Sahadevan was one of about 100 people who gathered at the Castro Valley ashram on a recent Saturday evening to attend weekly public service. Dressed in white, they joined the dozen or so residents under the rough wooden beams of the worship hall's vaulted ceiling for the singing of hymns and chanting. Amritanandamayi is worshipped as the incarnation of the Vedic goddess Kali, the destroyer of the ego, as well as the preeminent deity Lord Krishna.
Swami Dayamrita, the saffron-robed leader of the ashram, sat at a lectern before a garlanded altar and a huge photo of the guru, giving a casual sermon on the importance for followers to practice seva, Sanskrit for service. Amritanandamayi's brand of seva is a devotional volunteerism that ranges from doing chores at the ashram to helping out at local soup kitchens. A big seva is following the guru on tour, at people's own expense, raising funds for the organization by selling books and tapes.
Other than seva, there's little in the way of formal spiritual practice demanded of Amritanandamayi's devotees in the intervals between their ecstatic hugs. The guru encourages people to continue going to their churches, synagogues and mosques, Dayamrita said.
Cult experts describe the psychological effect that charismatic religious leaders have on their followers as an emotional catharsis that follows an arousal into a "state of suggestibility." The same may apply to Amritanandamayi's hugs, they say.

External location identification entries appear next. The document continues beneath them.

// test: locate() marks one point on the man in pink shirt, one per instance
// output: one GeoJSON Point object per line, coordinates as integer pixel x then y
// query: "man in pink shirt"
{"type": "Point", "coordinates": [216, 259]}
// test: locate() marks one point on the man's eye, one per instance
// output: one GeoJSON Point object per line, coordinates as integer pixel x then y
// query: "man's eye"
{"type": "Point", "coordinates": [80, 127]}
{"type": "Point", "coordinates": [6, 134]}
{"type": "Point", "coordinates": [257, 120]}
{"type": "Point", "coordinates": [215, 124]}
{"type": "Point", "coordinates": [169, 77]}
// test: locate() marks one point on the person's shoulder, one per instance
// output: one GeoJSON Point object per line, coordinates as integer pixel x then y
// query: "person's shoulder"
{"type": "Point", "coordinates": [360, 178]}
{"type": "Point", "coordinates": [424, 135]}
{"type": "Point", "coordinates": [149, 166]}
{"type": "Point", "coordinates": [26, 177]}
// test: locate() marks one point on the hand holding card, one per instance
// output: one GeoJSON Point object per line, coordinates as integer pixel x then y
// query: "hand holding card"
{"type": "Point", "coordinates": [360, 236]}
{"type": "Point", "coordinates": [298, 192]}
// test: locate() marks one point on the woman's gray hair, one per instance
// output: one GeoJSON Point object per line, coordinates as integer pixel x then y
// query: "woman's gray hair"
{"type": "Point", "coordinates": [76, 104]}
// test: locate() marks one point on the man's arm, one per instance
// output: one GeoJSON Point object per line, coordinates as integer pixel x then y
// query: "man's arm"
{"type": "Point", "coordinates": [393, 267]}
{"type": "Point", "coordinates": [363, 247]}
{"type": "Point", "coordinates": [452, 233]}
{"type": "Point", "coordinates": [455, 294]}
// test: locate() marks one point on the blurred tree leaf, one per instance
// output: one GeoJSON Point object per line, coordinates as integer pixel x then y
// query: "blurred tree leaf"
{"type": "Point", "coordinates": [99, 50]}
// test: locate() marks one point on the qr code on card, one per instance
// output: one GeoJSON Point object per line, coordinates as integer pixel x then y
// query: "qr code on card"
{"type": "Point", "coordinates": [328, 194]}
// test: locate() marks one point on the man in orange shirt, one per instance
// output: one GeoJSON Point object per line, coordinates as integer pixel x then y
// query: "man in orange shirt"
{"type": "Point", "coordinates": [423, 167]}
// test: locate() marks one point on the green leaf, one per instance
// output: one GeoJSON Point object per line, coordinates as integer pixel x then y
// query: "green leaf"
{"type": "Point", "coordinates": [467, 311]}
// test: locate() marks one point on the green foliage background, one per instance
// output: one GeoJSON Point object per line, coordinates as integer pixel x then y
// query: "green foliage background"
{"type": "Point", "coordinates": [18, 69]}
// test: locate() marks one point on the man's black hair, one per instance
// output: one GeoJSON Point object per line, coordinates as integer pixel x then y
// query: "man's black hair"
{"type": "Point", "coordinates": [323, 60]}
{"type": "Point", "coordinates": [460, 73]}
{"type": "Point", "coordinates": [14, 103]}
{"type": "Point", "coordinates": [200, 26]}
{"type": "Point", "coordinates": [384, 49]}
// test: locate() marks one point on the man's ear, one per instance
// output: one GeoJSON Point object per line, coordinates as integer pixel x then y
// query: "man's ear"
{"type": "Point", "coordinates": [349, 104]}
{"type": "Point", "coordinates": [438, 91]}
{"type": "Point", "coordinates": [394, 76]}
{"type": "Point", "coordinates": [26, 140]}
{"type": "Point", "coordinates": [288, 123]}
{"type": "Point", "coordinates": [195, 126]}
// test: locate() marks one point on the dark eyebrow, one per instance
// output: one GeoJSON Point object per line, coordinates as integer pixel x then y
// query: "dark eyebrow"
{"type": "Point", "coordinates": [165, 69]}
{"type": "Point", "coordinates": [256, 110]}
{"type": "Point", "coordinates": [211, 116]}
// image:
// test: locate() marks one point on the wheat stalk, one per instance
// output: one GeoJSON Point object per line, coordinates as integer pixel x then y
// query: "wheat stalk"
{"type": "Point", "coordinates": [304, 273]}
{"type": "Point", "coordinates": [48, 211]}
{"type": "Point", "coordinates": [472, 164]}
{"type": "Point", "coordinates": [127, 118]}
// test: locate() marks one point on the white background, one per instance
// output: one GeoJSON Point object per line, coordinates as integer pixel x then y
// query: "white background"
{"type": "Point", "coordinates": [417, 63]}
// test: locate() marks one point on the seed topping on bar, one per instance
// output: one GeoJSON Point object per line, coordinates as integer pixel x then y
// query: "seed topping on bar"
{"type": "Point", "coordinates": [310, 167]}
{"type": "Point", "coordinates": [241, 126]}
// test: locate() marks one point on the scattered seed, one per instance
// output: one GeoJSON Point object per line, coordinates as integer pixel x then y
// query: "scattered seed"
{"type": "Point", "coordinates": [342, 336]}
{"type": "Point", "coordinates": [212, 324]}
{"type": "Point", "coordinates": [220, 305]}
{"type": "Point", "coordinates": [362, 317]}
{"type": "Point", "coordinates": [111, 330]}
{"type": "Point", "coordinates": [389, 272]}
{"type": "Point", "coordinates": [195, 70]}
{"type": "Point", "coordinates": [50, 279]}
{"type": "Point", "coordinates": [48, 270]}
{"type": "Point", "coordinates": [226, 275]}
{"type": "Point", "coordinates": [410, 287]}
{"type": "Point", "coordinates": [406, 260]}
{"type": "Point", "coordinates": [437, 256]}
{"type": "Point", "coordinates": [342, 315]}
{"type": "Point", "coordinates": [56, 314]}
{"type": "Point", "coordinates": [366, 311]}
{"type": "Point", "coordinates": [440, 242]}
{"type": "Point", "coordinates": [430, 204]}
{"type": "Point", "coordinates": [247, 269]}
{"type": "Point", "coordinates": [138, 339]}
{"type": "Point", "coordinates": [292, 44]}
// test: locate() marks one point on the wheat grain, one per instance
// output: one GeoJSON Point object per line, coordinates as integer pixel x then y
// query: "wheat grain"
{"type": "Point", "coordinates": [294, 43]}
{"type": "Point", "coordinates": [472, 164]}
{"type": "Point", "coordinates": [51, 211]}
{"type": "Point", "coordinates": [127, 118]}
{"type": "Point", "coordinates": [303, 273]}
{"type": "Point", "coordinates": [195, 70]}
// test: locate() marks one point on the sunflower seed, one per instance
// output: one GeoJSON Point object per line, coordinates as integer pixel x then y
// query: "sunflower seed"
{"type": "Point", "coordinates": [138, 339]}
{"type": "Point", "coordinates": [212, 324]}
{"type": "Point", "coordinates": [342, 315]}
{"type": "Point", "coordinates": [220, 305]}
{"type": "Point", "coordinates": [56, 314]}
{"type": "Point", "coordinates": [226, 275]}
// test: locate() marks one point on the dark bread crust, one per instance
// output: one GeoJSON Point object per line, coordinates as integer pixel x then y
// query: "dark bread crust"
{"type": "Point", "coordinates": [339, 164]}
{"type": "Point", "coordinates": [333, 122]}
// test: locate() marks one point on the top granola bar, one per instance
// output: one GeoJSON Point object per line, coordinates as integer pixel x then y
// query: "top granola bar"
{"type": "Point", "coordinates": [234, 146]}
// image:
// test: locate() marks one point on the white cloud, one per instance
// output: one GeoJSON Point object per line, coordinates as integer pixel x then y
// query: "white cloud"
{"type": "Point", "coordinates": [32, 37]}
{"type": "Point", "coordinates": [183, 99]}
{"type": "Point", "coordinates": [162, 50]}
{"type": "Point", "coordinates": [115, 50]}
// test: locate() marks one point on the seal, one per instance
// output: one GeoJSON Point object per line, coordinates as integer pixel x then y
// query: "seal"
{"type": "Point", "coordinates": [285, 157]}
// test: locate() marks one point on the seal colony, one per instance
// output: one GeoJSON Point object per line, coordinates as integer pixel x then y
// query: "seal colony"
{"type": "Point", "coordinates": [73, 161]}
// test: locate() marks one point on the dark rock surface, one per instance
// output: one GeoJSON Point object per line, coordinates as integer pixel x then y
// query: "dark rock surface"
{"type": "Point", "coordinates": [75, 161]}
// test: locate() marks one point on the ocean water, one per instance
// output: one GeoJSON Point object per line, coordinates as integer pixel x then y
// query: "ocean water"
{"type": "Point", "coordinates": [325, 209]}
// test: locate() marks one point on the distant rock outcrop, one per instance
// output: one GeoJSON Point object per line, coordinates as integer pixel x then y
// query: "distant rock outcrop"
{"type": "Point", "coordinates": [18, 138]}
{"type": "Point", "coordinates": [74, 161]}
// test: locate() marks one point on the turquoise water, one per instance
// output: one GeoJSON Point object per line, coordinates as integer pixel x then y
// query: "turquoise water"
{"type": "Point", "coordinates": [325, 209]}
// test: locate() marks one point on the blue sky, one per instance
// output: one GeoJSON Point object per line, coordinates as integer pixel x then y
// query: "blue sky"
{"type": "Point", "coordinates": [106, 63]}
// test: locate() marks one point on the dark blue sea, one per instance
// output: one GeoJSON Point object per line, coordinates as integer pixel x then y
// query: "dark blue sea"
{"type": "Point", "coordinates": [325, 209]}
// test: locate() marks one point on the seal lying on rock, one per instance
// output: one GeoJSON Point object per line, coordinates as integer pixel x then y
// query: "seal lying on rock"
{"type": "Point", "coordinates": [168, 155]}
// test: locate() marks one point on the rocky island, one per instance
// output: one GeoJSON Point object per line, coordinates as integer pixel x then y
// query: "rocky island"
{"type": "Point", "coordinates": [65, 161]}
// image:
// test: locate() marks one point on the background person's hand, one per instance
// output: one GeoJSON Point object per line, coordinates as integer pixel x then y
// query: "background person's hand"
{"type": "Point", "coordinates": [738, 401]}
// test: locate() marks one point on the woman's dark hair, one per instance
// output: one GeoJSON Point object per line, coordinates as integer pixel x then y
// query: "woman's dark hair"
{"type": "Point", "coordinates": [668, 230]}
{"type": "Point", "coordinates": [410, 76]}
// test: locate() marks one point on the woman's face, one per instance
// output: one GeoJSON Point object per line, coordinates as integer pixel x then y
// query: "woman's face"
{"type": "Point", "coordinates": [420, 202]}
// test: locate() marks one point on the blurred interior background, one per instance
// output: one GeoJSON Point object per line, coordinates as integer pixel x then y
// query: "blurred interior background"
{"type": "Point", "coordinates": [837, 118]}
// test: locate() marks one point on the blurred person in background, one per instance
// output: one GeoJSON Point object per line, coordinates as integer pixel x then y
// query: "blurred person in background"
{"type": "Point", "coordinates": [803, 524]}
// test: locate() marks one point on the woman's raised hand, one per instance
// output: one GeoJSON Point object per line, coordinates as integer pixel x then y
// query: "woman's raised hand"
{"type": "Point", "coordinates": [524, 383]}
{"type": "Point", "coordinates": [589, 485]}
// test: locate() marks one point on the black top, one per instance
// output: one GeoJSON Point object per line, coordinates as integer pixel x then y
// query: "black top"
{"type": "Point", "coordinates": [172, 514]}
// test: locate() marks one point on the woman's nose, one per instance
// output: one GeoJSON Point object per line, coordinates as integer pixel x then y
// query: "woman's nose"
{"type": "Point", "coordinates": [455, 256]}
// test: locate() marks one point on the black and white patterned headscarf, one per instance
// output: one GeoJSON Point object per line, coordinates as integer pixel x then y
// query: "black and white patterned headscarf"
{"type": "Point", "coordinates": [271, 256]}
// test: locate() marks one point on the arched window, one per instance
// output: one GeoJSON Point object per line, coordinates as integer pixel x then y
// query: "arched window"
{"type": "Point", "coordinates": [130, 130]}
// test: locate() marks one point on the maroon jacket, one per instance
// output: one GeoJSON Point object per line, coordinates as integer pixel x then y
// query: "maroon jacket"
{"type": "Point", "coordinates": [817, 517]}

"She's pretty much the same as one of our fundamentalist Christian evangelists," said Joe Szimhart, a veteran deprogrammer and cult counselor. "Whether she has holiness is beside the point. People are going to feel her charisma and experience something ecstatic."
Amritanandamayi's divinity was the subject of a book published in 2002 by Sreeni Pattathanam, a zealous "rationalist" and longtime detractor of the guru. He attacked stories about faith healing and cited published reports about deaths at the group's head ashram in Kollam, urging police to investigate.
Instead, the Kerala government gave permission to a member of the sect to prosecute Pattathanam, his editor and his publisher on criminal charges of conspiracy and insulting the religious beliefs of a class of citizens, according to court documents. Pattathanam said the case, which is pending, has had a chilling effect on free speech in Kerala.
A spokesman for the group said the book made scurrilous, damaging claims but that the organization was not connected with the lawsuit. The plaintiff, a resident of the main ashram, was acting on his own, he said.
"You can't criticize Mata Amritanandamayi today," said Paul Zachariah, a noted Christian columnist in Kerala, which has a sizable Christian population.
"I respect the way Amma came up from the lowest caste to the top. She herself is probably very innocent politically," Zachariah said. "But it's the people around her. I call her a puppet to the Hindu fundamentalist groups that want to use her. These are some of the most poisonous people in India."